Allora è indispensabile ma non serve mandare solo aiuti umanitari, bisogna costringere i governi a fare rispettare i diritti umani dei propri cittadini altrimenti anche gli aiuti umanitari servono a poco anche perché, bisogna dire, la grandissima parte delle spese è per l’organizzazione, solo una goccia arriva a destinazione. Oltre il 95% di quanto costa l’aiuto umanitario viene speso nell’organizzazione: a quella gente non va nulla, ma non c’è nulla da fare. Concludo, amici, nei campi profughi si sopravvive, non si vive. Che differenza c’è fra i conigli, che alleviamo nei nostri orti o negli allevamenti e degli esseri umani confinati senza nulla in campi da mesi, da anni. Dov’è la speranza?

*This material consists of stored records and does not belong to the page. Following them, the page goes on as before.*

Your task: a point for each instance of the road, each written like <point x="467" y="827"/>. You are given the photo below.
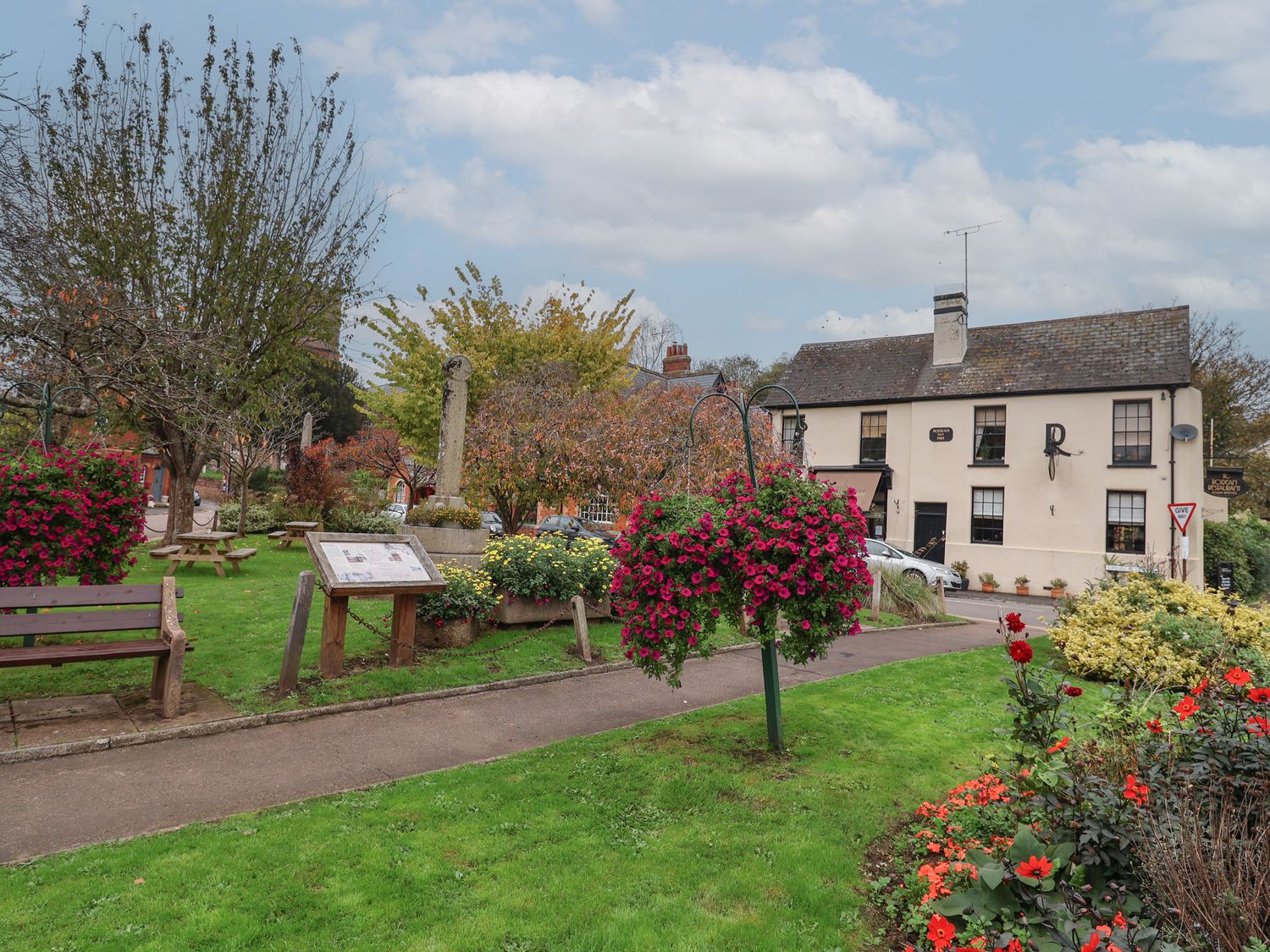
<point x="1036" y="614"/>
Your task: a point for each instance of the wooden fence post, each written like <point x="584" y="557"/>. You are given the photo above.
<point x="296" y="634"/>
<point x="579" y="626"/>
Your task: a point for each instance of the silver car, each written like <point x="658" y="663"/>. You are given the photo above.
<point x="883" y="555"/>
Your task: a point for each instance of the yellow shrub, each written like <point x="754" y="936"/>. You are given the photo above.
<point x="1161" y="631"/>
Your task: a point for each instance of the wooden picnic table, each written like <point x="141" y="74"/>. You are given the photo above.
<point x="294" y="532"/>
<point x="215" y="548"/>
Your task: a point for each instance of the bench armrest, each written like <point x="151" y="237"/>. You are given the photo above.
<point x="169" y="625"/>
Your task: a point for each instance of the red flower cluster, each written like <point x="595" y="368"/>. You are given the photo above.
<point x="792" y="548"/>
<point x="68" y="513"/>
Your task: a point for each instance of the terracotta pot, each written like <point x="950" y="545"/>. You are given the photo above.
<point x="517" y="609"/>
<point x="456" y="632"/>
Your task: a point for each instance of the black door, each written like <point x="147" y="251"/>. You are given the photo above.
<point x="930" y="527"/>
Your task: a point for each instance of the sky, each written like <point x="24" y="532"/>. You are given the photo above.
<point x="769" y="174"/>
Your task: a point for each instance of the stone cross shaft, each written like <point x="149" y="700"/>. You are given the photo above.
<point x="457" y="371"/>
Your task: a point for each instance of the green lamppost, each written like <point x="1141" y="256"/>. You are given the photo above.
<point x="771" y="673"/>
<point x="47" y="404"/>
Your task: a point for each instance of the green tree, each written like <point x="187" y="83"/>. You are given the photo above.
<point x="500" y="338"/>
<point x="175" y="240"/>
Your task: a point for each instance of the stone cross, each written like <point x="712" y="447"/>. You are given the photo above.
<point x="457" y="371"/>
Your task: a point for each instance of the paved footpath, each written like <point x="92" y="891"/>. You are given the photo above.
<point x="71" y="801"/>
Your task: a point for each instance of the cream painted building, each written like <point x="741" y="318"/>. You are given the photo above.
<point x="1048" y="449"/>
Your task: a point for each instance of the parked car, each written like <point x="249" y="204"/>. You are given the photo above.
<point x="573" y="527"/>
<point x="883" y="555"/>
<point x="493" y="522"/>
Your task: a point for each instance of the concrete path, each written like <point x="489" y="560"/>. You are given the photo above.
<point x="71" y="801"/>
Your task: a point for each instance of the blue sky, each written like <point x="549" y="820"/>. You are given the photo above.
<point x="767" y="174"/>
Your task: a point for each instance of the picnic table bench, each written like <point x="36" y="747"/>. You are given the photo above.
<point x="168" y="647"/>
<point x="215" y="548"/>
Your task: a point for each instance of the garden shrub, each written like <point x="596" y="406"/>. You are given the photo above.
<point x="353" y="518"/>
<point x="469" y="594"/>
<point x="69" y="513"/>
<point x="1245" y="543"/>
<point x="789" y="548"/>
<point x="1160" y="631"/>
<point x="259" y="518"/>
<point x="549" y="566"/>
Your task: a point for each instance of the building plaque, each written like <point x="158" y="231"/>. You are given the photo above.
<point x="1224" y="482"/>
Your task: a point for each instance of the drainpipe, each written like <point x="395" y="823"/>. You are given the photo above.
<point x="1173" y="470"/>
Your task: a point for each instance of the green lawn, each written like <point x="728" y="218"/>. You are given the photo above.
<point x="676" y="834"/>
<point x="239" y="625"/>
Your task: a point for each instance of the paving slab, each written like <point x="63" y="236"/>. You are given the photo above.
<point x="146" y="789"/>
<point x="198" y="705"/>
<point x="58" y="720"/>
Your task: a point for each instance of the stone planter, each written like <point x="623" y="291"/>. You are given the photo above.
<point x="516" y="609"/>
<point x="459" y="632"/>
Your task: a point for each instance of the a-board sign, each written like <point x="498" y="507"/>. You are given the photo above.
<point x="1224" y="482"/>
<point x="1181" y="513"/>
<point x="357" y="564"/>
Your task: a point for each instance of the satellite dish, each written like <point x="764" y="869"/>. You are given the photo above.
<point x="1184" y="432"/>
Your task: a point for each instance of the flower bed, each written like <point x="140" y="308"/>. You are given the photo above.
<point x="68" y="513"/>
<point x="1129" y="838"/>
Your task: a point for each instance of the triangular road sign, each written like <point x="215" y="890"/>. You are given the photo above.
<point x="1181" y="513"/>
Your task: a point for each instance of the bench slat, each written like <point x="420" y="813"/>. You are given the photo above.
<point x="79" y="596"/>
<point x="79" y="622"/>
<point x="70" y="654"/>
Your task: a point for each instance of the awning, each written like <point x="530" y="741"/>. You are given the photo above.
<point x="863" y="482"/>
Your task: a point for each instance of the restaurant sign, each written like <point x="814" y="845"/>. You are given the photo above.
<point x="1224" y="482"/>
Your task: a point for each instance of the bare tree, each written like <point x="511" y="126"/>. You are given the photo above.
<point x="175" y="243"/>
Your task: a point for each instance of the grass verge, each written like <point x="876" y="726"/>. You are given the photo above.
<point x="680" y="834"/>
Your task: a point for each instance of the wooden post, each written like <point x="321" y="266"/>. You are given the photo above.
<point x="579" y="626"/>
<point x="333" y="621"/>
<point x="401" y="650"/>
<point x="296" y="634"/>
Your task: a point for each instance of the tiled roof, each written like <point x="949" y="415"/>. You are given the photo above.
<point x="1099" y="352"/>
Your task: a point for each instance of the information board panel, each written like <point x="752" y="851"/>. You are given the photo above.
<point x="355" y="564"/>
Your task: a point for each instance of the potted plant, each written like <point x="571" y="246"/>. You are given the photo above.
<point x="452" y="619"/>
<point x="536" y="576"/>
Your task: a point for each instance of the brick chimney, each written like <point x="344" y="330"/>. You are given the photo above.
<point x="952" y="325"/>
<point x="677" y="363"/>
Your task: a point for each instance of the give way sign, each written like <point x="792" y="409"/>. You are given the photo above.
<point x="1181" y="513"/>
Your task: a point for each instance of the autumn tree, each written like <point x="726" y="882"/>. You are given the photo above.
<point x="381" y="451"/>
<point x="177" y="240"/>
<point x="500" y="338"/>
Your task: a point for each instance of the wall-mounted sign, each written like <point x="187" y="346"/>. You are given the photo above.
<point x="1224" y="482"/>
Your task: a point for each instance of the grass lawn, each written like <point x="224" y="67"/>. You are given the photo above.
<point x="677" y="834"/>
<point x="239" y="625"/>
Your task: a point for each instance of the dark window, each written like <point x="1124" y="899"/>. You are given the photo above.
<point x="790" y="436"/>
<point x="990" y="434"/>
<point x="1127" y="522"/>
<point x="1130" y="432"/>
<point x="873" y="438"/>
<point x="987" y="515"/>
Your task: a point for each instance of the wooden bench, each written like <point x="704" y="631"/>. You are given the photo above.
<point x="168" y="647"/>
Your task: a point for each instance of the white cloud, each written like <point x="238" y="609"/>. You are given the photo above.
<point x="1231" y="37"/>
<point x="889" y="322"/>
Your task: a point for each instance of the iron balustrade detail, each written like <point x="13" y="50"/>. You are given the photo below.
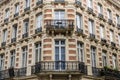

Io sono angosciato per la situazione in Darfur. Ho visitato nel 1994 anche il Ruanda. Era diverso là. Qui siamo in mezzo ad un deserto, non c’è nulla eppure vivono milioni di esseri umani. Come possiamo non sentirci coinvolti in questa situazione? Vi ringrazio.

BONIVER

(DOC.11355)

Quella del Darfur è stata chiamata la peggiore crisi umanitaria con la quale si deve confrontare la comunità internazionale. La peggiore crisi umanitaria è anche una crisi assolutamente irrisolta e com’è stato detto da molti colleghi a nulla è valsa la terribile lezione del genocidio che si è compiuto in Ruanda nel 1994. Si ripetono quotidianamente sul territorio del Darfur, grande come quello della Francia, atti di genocidio ma la comunità internazionale si rifiuta di definirlo come tale e parla di “azioni mirate”, azioni contro l’umanità. Non si parla di genocidio perché se così fosse dovrebbero entrare in vigore i provvedimenti della risoluzione della Convenzione dell’ONU del 1994 che prevede appunto un’ingerenza immediata per proteggere le popolazioni dal genocidio.

Ma in Darfur non c’è soltanto la pulizia etnica pianificata, in Darfur c’è lo specchio perfetto dell’impotenza delle organizzazioni internazionali e di una certa mistica umanitaria, perché a nulla è servito l’intervento, dispiegato e anche generoso ma tardivo giacché la crisi inizia nel febbraio 2003 e i primi convogli umanitari hanno il permesso di entrare nel Darfur nel 2004. Ci sono state poi tutte le risoluzioni dell’ONU, le sanzioni, c’è stata la prima straordinaria stagione dell’invio della forza dell’Unione Africana, settemila uomini impotenti, forse, all’interno di un gigantesco territorio però la volontà c’era. Ebbene tutto questo è fallito. E’ fallito perché dobbiamo renderci conto che bisogna rivedere fino alle fondamenta tutte le convenzioni e tutti gli strumenti che finora la comunità internazionale si è voluta dare.

Credo che proprio in questa sede solenne, la culla del diritto umanitario per tante popolazioni, si possa ricominciare un cammino appunto per aggiornare e affinare questi strumenti e per renderli finalmente degni di quelli che si chiamano a protezione di popolazioni innocenti. Oggi in Darfur, oggi in Birmania e in stati i quali sono ostaggi di regimi feroci, i quali godono di una impunità assoluta. E’ stato citato qui il caso dell’impunità assicurata al governo del Sudan dalla Cina e dalla Russia, ebbene cerchiamo di denunciare queste impunità assicurate da queste grandi nazioni in ogni sede. Credo che sia il minimo del nostro dovere politico e umanitario. Dopo lo sterminio dei campi nazisti abbiamo detto never again mi auguro che questo diventi ancora la bandiera per tutte le nostre azioni. Grazie.